Streams shouldn't have callbacks, the existing stream convention for
detecting EOF (empty read) should be fine. However I agree that
readexactly() should raise an exception. A subclass of EOFError is
fine.

On Thu, Jan 23, 2014 at 3:38 AM, Victor Stinner
<[email protected]> wrote:
> 2014/1/23 Glyph <[email protected]>:
>> On Jan 22, 2014, at 7:33 AM, Guido van Rossum <[email protected]> wrote:
>>
>>> The solution is simple: write that logic as a separate method marked
>>> with @coroutine, and fire it off in data_received() using async() (==
>>> Task(), in this case).
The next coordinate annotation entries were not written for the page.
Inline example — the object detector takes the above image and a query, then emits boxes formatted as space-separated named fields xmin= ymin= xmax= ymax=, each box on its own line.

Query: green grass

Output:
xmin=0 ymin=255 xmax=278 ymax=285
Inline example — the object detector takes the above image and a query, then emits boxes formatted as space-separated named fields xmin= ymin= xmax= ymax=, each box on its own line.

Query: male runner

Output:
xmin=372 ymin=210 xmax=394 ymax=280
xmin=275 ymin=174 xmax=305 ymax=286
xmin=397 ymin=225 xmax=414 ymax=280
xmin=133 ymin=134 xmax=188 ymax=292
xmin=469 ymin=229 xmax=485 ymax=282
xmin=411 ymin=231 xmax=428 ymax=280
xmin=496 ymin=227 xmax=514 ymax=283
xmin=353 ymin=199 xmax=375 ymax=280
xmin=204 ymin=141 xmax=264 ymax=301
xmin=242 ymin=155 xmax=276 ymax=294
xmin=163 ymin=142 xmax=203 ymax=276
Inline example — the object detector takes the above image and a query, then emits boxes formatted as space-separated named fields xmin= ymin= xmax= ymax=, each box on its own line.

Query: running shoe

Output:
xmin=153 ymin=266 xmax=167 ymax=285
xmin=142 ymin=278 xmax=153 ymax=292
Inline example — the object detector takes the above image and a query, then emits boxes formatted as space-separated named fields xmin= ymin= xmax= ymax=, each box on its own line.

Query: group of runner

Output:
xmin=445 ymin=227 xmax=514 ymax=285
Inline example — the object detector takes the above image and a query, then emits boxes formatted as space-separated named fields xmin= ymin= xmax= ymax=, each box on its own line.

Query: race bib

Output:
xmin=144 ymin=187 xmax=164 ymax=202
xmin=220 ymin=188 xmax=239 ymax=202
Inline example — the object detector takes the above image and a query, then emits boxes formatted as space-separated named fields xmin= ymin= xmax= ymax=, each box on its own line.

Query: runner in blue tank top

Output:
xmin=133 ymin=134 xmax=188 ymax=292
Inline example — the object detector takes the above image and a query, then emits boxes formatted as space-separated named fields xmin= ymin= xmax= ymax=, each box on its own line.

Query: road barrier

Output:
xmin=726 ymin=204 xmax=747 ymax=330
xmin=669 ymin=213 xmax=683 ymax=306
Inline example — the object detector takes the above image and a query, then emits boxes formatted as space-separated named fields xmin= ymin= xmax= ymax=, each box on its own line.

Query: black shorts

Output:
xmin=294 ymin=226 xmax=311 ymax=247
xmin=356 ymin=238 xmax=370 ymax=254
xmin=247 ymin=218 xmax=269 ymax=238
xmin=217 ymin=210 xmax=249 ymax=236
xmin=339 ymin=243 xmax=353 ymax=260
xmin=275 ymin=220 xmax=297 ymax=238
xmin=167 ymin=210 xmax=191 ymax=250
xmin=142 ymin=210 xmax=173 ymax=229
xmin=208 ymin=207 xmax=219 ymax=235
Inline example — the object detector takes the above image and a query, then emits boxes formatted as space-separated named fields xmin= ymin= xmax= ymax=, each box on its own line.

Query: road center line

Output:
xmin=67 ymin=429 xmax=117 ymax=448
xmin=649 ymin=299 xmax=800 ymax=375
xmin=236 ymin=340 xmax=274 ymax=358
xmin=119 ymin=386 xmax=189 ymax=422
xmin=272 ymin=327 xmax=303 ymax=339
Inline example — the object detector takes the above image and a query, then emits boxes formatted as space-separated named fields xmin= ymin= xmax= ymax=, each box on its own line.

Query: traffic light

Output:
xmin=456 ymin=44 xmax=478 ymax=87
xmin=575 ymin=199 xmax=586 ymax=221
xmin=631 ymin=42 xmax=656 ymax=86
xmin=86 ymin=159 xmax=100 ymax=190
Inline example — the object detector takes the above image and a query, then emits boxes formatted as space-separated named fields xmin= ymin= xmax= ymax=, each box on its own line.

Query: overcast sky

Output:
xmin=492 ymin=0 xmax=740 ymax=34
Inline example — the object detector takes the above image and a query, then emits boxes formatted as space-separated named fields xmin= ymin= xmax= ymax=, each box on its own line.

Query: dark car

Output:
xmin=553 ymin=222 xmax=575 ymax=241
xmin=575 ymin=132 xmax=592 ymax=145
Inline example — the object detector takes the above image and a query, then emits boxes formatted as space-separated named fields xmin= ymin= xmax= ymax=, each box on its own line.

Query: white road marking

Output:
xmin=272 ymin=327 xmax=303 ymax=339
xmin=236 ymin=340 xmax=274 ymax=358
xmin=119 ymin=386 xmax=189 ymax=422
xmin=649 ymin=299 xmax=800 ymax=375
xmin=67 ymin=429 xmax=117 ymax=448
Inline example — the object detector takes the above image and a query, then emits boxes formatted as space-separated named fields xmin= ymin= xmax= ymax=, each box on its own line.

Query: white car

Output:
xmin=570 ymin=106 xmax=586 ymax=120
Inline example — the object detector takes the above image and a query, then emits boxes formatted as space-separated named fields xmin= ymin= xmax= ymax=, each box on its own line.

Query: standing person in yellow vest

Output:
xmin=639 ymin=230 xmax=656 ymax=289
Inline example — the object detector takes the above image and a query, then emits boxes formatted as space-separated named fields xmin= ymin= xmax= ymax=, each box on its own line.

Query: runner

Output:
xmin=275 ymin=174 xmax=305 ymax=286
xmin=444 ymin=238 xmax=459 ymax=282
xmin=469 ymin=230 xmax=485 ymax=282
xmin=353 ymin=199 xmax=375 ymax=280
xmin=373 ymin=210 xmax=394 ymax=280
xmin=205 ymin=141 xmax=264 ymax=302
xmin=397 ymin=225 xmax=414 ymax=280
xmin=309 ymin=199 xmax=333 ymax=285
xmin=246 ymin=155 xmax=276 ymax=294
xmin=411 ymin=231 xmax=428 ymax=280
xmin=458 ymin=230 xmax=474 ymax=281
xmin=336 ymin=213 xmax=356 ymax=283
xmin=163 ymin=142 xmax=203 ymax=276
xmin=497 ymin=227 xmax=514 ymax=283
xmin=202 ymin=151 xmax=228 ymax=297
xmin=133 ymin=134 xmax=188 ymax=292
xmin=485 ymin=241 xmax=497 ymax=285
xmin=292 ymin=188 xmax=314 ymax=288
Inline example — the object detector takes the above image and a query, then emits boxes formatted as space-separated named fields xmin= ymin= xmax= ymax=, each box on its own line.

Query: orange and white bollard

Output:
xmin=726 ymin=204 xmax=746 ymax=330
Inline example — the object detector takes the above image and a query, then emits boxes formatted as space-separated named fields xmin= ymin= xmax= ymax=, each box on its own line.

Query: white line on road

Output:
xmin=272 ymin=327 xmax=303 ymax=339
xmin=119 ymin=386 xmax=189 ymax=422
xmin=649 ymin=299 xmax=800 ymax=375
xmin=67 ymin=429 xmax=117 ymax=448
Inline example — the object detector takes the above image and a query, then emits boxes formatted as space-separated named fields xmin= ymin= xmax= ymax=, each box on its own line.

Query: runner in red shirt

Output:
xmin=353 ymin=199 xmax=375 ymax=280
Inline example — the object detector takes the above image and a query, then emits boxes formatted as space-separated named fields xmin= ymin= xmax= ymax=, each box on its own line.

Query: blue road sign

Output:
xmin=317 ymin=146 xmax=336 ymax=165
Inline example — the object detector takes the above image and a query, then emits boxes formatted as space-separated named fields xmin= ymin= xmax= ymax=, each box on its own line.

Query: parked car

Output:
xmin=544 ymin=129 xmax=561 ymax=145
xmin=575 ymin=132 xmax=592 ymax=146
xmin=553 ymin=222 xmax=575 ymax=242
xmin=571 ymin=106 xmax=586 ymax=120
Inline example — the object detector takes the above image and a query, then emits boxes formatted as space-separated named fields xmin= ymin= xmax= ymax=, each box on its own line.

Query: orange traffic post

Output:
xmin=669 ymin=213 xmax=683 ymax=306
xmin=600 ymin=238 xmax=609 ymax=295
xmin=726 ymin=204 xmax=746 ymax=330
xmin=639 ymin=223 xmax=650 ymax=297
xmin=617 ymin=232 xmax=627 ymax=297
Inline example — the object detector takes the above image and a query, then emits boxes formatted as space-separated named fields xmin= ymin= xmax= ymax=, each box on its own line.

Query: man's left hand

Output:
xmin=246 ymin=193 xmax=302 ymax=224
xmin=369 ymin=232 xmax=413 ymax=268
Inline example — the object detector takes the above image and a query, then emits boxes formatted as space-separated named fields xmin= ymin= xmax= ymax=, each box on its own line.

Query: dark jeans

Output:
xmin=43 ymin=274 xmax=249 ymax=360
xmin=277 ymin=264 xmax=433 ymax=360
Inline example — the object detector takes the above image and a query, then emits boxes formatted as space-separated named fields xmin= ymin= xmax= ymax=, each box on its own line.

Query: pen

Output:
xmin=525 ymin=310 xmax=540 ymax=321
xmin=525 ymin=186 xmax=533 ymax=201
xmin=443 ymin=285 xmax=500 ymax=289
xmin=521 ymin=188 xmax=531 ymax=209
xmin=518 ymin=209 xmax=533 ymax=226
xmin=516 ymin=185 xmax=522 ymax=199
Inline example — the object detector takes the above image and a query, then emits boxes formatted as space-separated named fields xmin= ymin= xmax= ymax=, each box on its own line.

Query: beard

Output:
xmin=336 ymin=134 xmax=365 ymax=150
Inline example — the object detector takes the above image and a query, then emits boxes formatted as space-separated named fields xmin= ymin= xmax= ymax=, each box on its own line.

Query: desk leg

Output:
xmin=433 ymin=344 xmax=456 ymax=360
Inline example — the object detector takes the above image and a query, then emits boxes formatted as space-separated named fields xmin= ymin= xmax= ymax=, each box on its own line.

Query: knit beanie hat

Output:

E.g.
>>
>> Wouldn't that process each subsequent TCP segment in a parallel coroutine,
>> thereby with multiple segments of data stomping on each other if they're
>> yielding during processing?
>>
>> It seems to me that the real solution to do this (IntNReceiver) in the
>> coroutine style would be to use StreamReader, (...)
>
> The StreamReader and StreamWriter classes were not well documented. I
> moved all stream things to a new page in asyncio documentation and I
> added a simple example using open_connection() to show how to use
> streams.
>
> I spoke with Thibaut Dirlik (who asked the same question, how to use a
> coroutine in a protocol). He didn't know StreamReader and implemented
> its readline() method :-( He now wants to use StreamReader.
>
> I still don't understand yet when protocols should be used and when
> streams should be preferred. Are stream classes the high-level API?
>
> I only found one major difference between protocols and streams: how
> EOF is handled. It's not possible to call a function on EOF when using
> a StreamReader. Protocols have a eof_received() method. If a stream
> reader is waiting for incoming data, it wakes up the coroutine. By the
> way, I don't like the current behaviour of readexactly() on EOF: I
> opened the issue #111.
>
> Victor



-- 
--Guido van Rossum (python.org/~guido)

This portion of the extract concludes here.